The most attractive companies will combine urgent deployment need with long-term switching costs. But there are real risks. Incumbents may bundle agent security into broader IAM, endpoint, SASE, cloud, or SIEM platforms faster than expected. Regulation may shape buying cycles unevenly across sectors. A single technical failure involving data leakage, autonomous action, or production-system misuse could damage trust in a young vendor. And the category may fragment as model providers, cloud platforms, and security vendors define overlapping standards. These risks do not invalidate the opportunity, but they do make product depth and deployment discipline more important.
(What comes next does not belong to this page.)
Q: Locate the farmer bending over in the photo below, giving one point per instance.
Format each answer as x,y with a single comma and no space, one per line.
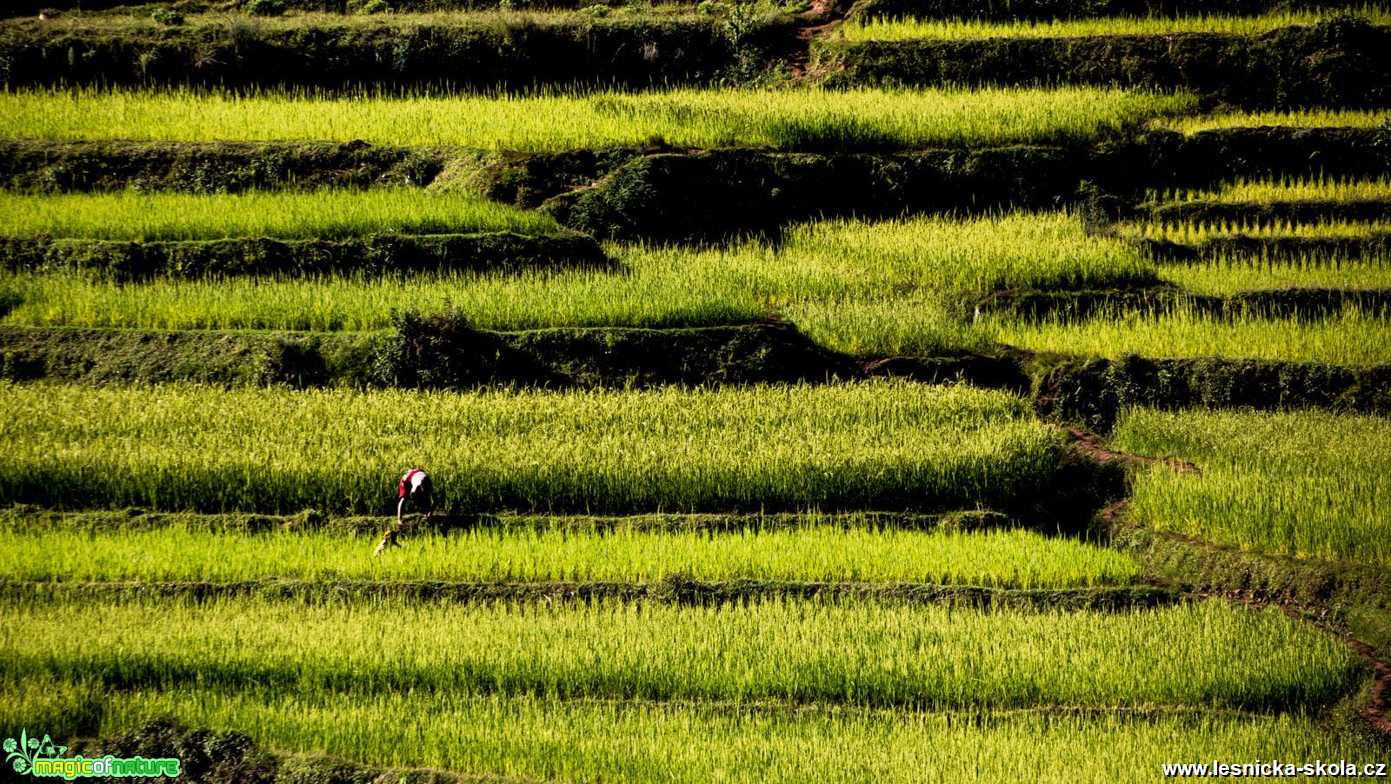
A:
415,487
From visibility to control

Taken together, these trends point to a clear thesis: agent security is becoming a core layer of enterprise software infrastructure.

As agents move from recommendation to action, enterprises will not be able to rely on static permissions, after-the-fact logs, or manual approval processes. They will need a control plane that understands non-human identity, runtime intent, sensitive data, and adversarial behavior.

The question is no longer whether agents will enter the enterprise. They already are. The question is which agents enterprises will trust enough to let them act.

The winners will be the companies that turn agent security from a dashboard into a brake system—one that is policy-aware, data-aware, and embedded directly in the path of action.